Bernstein’s Salisbury warned that after the current 12-Bcf/d pipeline buildout in Appalachia is achieved, there may not be much need for incremental growth from the Marcellus “if this associated gas growth continues” from oily plays elsewhere such as in the Permian Basin. “There is little room left for growth from the non-oil-associated gas basins including the Marcellus, Haynesville, Fayetteville and non-condensate western Canada. This impacts E&Ps and midstream companies alike with focus there.”
Even so, FERC has a quorum now to begin deliberating on new takeaway projects in the region, although at the same time, public opposition continues to take its toll on company plans. Williams, Cabot Oil & Gas and the others behind the Constitution Pipeline recently asked the U.S. Supreme Court for help in their fight against New York State’s opposition to the line. New York has denied certain water quality permits associated with pipeline construction—blocking what could be a big pipeline taking Marcellus gas to New York and New England markets.

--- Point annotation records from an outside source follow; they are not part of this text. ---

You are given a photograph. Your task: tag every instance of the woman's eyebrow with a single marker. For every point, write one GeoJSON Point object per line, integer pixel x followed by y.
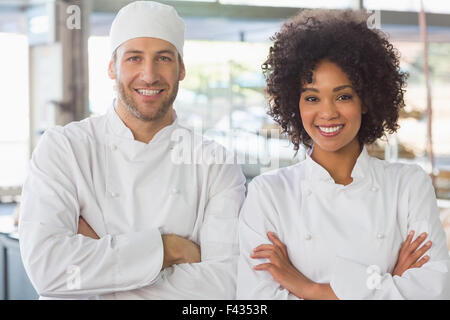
{"type": "Point", "coordinates": [334, 90]}
{"type": "Point", "coordinates": [342, 87]}
{"type": "Point", "coordinates": [309, 89]}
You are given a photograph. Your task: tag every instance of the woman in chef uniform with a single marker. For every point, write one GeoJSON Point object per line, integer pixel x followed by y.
{"type": "Point", "coordinates": [340, 224]}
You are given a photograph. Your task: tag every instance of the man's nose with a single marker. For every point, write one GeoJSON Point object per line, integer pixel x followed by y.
{"type": "Point", "coordinates": [149, 73]}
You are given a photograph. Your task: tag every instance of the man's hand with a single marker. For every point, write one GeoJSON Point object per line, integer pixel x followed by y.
{"type": "Point", "coordinates": [409, 254]}
{"type": "Point", "coordinates": [179, 250]}
{"type": "Point", "coordinates": [85, 229]}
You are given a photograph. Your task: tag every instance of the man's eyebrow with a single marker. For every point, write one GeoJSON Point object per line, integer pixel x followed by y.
{"type": "Point", "coordinates": [165, 51]}
{"type": "Point", "coordinates": [133, 52]}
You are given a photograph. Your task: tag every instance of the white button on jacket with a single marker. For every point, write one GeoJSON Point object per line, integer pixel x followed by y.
{"type": "Point", "coordinates": [129, 192]}
{"type": "Point", "coordinates": [339, 234]}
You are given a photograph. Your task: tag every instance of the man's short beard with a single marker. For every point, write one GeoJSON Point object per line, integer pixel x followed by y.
{"type": "Point", "coordinates": [130, 104]}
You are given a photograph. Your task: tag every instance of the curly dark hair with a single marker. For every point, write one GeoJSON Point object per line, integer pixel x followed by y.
{"type": "Point", "coordinates": [364, 54]}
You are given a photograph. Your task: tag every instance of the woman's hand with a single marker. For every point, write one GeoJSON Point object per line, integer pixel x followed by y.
{"type": "Point", "coordinates": [409, 254]}
{"type": "Point", "coordinates": [281, 268]}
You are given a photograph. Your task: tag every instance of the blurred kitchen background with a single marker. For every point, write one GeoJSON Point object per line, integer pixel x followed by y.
{"type": "Point", "coordinates": [53, 67]}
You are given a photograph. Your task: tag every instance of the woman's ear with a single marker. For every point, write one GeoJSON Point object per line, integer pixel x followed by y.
{"type": "Point", "coordinates": [364, 109]}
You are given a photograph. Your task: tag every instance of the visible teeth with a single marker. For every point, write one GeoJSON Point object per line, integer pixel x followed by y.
{"type": "Point", "coordinates": [148, 92]}
{"type": "Point", "coordinates": [330, 129]}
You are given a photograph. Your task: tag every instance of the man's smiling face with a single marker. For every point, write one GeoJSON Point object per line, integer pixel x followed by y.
{"type": "Point", "coordinates": [147, 72]}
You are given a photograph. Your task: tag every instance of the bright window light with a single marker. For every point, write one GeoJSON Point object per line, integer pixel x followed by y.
{"type": "Point", "coordinates": [14, 110]}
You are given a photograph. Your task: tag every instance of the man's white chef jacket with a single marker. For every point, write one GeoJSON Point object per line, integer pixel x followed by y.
{"type": "Point", "coordinates": [130, 193]}
{"type": "Point", "coordinates": [348, 236]}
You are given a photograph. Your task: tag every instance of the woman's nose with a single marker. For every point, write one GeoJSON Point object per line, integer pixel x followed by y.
{"type": "Point", "coordinates": [328, 110]}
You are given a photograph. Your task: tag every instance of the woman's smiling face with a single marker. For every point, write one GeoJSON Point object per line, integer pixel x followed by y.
{"type": "Point", "coordinates": [330, 108]}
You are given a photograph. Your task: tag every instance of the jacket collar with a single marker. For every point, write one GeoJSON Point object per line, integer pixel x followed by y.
{"type": "Point", "coordinates": [315, 172]}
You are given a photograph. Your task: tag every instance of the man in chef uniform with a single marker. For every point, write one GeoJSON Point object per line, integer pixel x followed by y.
{"type": "Point", "coordinates": [108, 210]}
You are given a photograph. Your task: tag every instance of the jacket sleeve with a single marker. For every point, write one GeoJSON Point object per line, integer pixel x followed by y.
{"type": "Point", "coordinates": [215, 276]}
{"type": "Point", "coordinates": [353, 280]}
{"type": "Point", "coordinates": [258, 216]}
{"type": "Point", "coordinates": [61, 263]}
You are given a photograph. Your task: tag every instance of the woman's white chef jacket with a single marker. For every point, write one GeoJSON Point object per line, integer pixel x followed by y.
{"type": "Point", "coordinates": [348, 236]}
{"type": "Point", "coordinates": [130, 193]}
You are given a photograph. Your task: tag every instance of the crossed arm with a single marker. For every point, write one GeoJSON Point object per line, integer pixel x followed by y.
{"type": "Point", "coordinates": [284, 272]}
{"type": "Point", "coordinates": [177, 250]}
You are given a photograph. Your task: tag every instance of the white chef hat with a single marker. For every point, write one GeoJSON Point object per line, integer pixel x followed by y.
{"type": "Point", "coordinates": [147, 19]}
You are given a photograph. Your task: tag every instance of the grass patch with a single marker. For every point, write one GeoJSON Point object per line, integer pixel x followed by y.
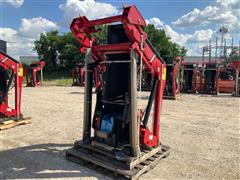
{"type": "Point", "coordinates": [58, 82]}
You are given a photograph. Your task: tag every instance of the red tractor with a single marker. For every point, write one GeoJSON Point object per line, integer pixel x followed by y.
{"type": "Point", "coordinates": [172, 88]}
{"type": "Point", "coordinates": [236, 65]}
{"type": "Point", "coordinates": [11, 74]}
{"type": "Point", "coordinates": [190, 77]}
{"type": "Point", "coordinates": [33, 74]}
{"type": "Point", "coordinates": [122, 138]}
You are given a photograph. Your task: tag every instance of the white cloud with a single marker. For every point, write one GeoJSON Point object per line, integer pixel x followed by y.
{"type": "Point", "coordinates": [21, 41]}
{"type": "Point", "coordinates": [34, 26]}
{"type": "Point", "coordinates": [201, 36]}
{"type": "Point", "coordinates": [155, 21]}
{"type": "Point", "coordinates": [179, 38]}
{"type": "Point", "coordinates": [210, 14]}
{"type": "Point", "coordinates": [17, 45]}
{"type": "Point", "coordinates": [89, 8]}
{"type": "Point", "coordinates": [15, 3]}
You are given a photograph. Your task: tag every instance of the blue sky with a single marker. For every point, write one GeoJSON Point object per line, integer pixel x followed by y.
{"type": "Point", "coordinates": [188, 23]}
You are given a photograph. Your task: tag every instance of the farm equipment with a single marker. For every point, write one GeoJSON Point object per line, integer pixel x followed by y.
{"type": "Point", "coordinates": [34, 74]}
{"type": "Point", "coordinates": [172, 88]}
{"type": "Point", "coordinates": [122, 141]}
{"type": "Point", "coordinates": [11, 74]}
{"type": "Point", "coordinates": [190, 77]}
{"type": "Point", "coordinates": [78, 74]}
{"type": "Point", "coordinates": [226, 80]}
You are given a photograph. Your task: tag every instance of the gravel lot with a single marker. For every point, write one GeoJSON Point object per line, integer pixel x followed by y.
{"type": "Point", "coordinates": [202, 131]}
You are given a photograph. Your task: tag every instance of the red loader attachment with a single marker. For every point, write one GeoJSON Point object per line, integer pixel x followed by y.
{"type": "Point", "coordinates": [34, 74]}
{"type": "Point", "coordinates": [207, 80]}
{"type": "Point", "coordinates": [11, 74]}
{"type": "Point", "coordinates": [226, 80]}
{"type": "Point", "coordinates": [172, 88]}
{"type": "Point", "coordinates": [78, 75]}
{"type": "Point", "coordinates": [236, 65]}
{"type": "Point", "coordinates": [121, 139]}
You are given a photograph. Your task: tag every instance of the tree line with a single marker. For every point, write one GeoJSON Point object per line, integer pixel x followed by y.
{"type": "Point", "coordinates": [61, 51]}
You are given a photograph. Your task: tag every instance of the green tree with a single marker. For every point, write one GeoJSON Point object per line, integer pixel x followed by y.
{"type": "Point", "coordinates": [68, 48]}
{"type": "Point", "coordinates": [163, 43]}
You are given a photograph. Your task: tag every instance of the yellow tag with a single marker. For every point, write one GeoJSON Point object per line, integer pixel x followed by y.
{"type": "Point", "coordinates": [20, 72]}
{"type": "Point", "coordinates": [164, 73]}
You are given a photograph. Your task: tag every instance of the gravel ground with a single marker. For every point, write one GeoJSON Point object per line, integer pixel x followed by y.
{"type": "Point", "coordinates": [202, 131]}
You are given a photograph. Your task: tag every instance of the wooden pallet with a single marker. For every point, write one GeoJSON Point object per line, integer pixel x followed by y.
{"type": "Point", "coordinates": [92, 161]}
{"type": "Point", "coordinates": [10, 123]}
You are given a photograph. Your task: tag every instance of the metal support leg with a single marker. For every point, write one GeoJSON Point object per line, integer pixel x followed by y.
{"type": "Point", "coordinates": [237, 86]}
{"type": "Point", "coordinates": [87, 98]}
{"type": "Point", "coordinates": [134, 124]}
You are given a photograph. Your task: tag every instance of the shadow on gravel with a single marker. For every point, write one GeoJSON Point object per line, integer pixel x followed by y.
{"type": "Point", "coordinates": [42, 161]}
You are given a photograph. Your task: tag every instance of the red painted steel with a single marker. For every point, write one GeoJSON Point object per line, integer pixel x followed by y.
{"type": "Point", "coordinates": [133, 23]}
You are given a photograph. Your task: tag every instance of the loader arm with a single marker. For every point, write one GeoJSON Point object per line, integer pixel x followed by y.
{"type": "Point", "coordinates": [7, 63]}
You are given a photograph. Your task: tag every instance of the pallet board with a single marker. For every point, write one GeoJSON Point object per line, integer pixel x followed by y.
{"type": "Point", "coordinates": [93, 161]}
{"type": "Point", "coordinates": [13, 123]}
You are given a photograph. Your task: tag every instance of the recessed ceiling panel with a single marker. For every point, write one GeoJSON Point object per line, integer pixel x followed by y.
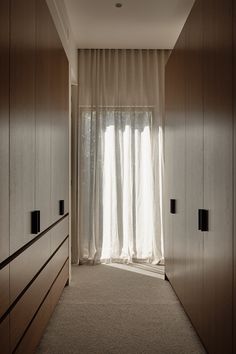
{"type": "Point", "coordinates": [133, 24]}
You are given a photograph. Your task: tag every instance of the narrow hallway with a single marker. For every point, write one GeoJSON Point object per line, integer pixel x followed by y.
{"type": "Point", "coordinates": [109, 310]}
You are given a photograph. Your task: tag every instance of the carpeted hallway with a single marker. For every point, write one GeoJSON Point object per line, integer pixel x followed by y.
{"type": "Point", "coordinates": [107, 310]}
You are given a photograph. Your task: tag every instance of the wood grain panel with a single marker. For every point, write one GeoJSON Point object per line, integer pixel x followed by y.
{"type": "Point", "coordinates": [60, 257]}
{"type": "Point", "coordinates": [179, 235]}
{"type": "Point", "coordinates": [169, 170]}
{"type": "Point", "coordinates": [4, 292]}
{"type": "Point", "coordinates": [234, 108]}
{"type": "Point", "coordinates": [4, 129]}
{"type": "Point", "coordinates": [194, 165]}
{"type": "Point", "coordinates": [20, 271]}
{"type": "Point", "coordinates": [43, 114]}
{"type": "Point", "coordinates": [26, 307]}
{"type": "Point", "coordinates": [35, 331]}
{"type": "Point", "coordinates": [22, 123]}
{"type": "Point", "coordinates": [218, 170]}
{"type": "Point", "coordinates": [60, 125]}
{"type": "Point", "coordinates": [59, 233]}
{"type": "Point", "coordinates": [4, 336]}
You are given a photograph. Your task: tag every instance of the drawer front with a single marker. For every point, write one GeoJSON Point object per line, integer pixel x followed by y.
{"type": "Point", "coordinates": [20, 272]}
{"type": "Point", "coordinates": [60, 257]}
{"type": "Point", "coordinates": [35, 331]}
{"type": "Point", "coordinates": [5, 336]}
{"type": "Point", "coordinates": [4, 289]}
{"type": "Point", "coordinates": [59, 233]}
{"type": "Point", "coordinates": [25, 309]}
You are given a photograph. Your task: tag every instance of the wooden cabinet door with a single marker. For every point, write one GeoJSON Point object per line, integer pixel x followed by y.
{"type": "Point", "coordinates": [234, 108]}
{"type": "Point", "coordinates": [194, 165]}
{"type": "Point", "coordinates": [60, 123]}
{"type": "Point", "coordinates": [4, 128]}
{"type": "Point", "coordinates": [179, 121]}
{"type": "Point", "coordinates": [169, 163]}
{"type": "Point", "coordinates": [218, 172]}
{"type": "Point", "coordinates": [22, 122]}
{"type": "Point", "coordinates": [43, 114]}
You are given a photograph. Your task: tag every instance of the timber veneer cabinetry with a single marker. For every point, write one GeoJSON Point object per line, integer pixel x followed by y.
{"type": "Point", "coordinates": [199, 108]}
{"type": "Point", "coordinates": [34, 121]}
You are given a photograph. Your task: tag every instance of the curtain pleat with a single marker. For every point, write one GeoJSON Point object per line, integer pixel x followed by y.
{"type": "Point", "coordinates": [120, 160]}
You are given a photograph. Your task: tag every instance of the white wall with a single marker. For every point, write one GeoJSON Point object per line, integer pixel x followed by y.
{"type": "Point", "coordinates": [59, 15]}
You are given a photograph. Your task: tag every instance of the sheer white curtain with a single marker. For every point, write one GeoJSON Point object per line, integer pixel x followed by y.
{"type": "Point", "coordinates": [121, 157]}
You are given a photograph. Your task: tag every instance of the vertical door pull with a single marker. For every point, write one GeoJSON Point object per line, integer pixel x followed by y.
{"type": "Point", "coordinates": [35, 222]}
{"type": "Point", "coordinates": [203, 220]}
{"type": "Point", "coordinates": [38, 220]}
{"type": "Point", "coordinates": [173, 206]}
{"type": "Point", "coordinates": [61, 207]}
{"type": "Point", "coordinates": [200, 219]}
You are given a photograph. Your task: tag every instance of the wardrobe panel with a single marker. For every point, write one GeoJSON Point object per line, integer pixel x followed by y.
{"type": "Point", "coordinates": [42, 113]}
{"type": "Point", "coordinates": [20, 272]}
{"type": "Point", "coordinates": [60, 123]}
{"type": "Point", "coordinates": [4, 128]}
{"type": "Point", "coordinates": [36, 329]}
{"type": "Point", "coordinates": [194, 165]}
{"type": "Point", "coordinates": [22, 122]}
{"type": "Point", "coordinates": [218, 172]}
{"type": "Point", "coordinates": [59, 233]}
{"type": "Point", "coordinates": [234, 108]}
{"type": "Point", "coordinates": [179, 235]}
{"type": "Point", "coordinates": [4, 292]}
{"type": "Point", "coordinates": [169, 160]}
{"type": "Point", "coordinates": [4, 336]}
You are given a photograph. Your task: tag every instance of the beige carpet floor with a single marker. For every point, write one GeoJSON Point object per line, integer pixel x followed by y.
{"type": "Point", "coordinates": [107, 310]}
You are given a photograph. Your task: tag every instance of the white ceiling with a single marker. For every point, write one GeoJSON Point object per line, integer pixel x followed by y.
{"type": "Point", "coordinates": [137, 24]}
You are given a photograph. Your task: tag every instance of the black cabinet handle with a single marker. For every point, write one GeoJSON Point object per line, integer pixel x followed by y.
{"type": "Point", "coordinates": [203, 220]}
{"type": "Point", "coordinates": [35, 222]}
{"type": "Point", "coordinates": [200, 219]}
{"type": "Point", "coordinates": [61, 207]}
{"type": "Point", "coordinates": [173, 206]}
{"type": "Point", "coordinates": [38, 220]}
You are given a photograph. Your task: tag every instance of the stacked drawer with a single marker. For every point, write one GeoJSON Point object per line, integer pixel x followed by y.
{"type": "Point", "coordinates": [35, 279]}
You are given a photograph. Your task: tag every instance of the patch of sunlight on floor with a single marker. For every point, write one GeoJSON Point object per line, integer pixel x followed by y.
{"type": "Point", "coordinates": [155, 271]}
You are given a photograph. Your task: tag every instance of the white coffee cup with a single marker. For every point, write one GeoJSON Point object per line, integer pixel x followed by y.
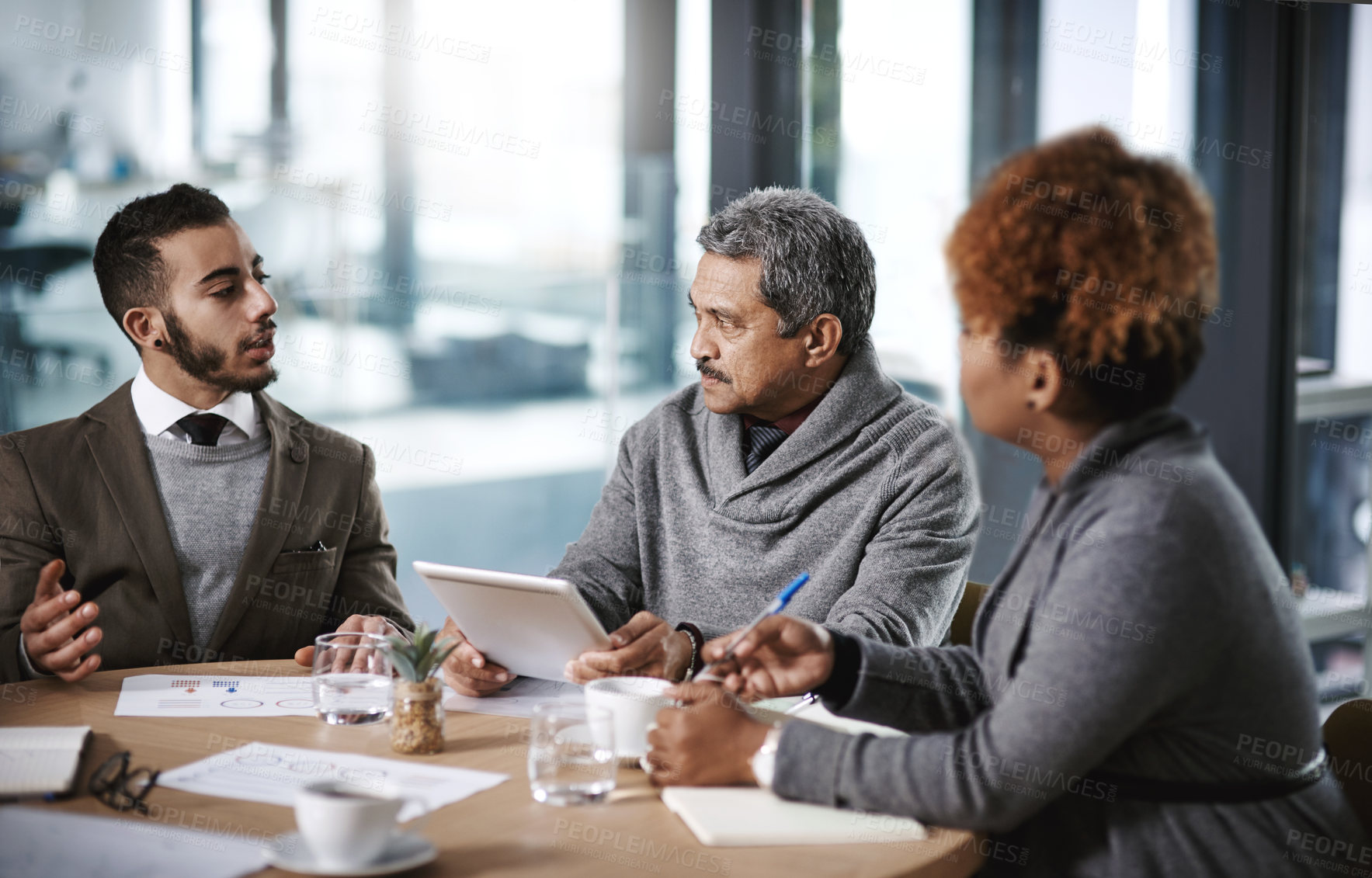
{"type": "Point", "coordinates": [634, 703]}
{"type": "Point", "coordinates": [345, 824]}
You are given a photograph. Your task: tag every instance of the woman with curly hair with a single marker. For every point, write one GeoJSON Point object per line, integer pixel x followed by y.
{"type": "Point", "coordinates": [1138, 697]}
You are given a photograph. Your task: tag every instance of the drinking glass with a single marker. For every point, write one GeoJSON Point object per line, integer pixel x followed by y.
{"type": "Point", "coordinates": [352, 678]}
{"type": "Point", "coordinates": [571, 754]}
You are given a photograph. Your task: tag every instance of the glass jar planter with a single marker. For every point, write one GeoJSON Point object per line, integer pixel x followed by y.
{"type": "Point", "coordinates": [418, 719]}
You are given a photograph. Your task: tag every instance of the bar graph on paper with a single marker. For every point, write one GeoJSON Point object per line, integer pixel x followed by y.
{"type": "Point", "coordinates": [165, 695]}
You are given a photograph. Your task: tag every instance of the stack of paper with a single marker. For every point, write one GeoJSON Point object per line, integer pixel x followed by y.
{"type": "Point", "coordinates": [735, 817]}
{"type": "Point", "coordinates": [36, 760]}
{"type": "Point", "coordinates": [43, 842]}
{"type": "Point", "coordinates": [270, 772]}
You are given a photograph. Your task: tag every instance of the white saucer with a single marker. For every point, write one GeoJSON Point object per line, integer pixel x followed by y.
{"type": "Point", "coordinates": [404, 851]}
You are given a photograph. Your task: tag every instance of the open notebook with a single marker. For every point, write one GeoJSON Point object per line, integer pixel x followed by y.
{"type": "Point", "coordinates": [36, 760]}
{"type": "Point", "coordinates": [737, 817]}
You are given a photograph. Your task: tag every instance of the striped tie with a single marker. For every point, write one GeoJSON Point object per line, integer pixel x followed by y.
{"type": "Point", "coordinates": [203, 429]}
{"type": "Point", "coordinates": [762, 441]}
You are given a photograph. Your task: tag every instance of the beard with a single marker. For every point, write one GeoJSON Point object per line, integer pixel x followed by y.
{"type": "Point", "coordinates": [205, 363]}
{"type": "Point", "coordinates": [708, 371]}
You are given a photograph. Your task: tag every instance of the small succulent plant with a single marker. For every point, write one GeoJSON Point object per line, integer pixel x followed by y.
{"type": "Point", "coordinates": [420, 659]}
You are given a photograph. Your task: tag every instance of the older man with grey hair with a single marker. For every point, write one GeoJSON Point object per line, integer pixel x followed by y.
{"type": "Point", "coordinates": [794, 453]}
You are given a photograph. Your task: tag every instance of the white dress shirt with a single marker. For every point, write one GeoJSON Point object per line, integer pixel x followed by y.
{"type": "Point", "coordinates": [159, 412]}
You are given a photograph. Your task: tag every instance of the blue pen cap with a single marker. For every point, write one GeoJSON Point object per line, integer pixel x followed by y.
{"type": "Point", "coordinates": [792, 589]}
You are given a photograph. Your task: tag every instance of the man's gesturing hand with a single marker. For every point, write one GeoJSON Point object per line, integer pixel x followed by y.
{"type": "Point", "coordinates": [644, 647]}
{"type": "Point", "coordinates": [350, 659]}
{"type": "Point", "coordinates": [783, 656]}
{"type": "Point", "coordinates": [51, 629]}
{"type": "Point", "coordinates": [467, 670]}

It’s never going to be easy to pursue development in the Northeast, even though the rock quality is outstanding and the technology being applied to it is incredible. Suffice it to say that the eyes of the world are watching how production totals advance over the next 24 months, how much gas is exported from the region to domestic and international markets, and how well the midstream sector can respond in kind.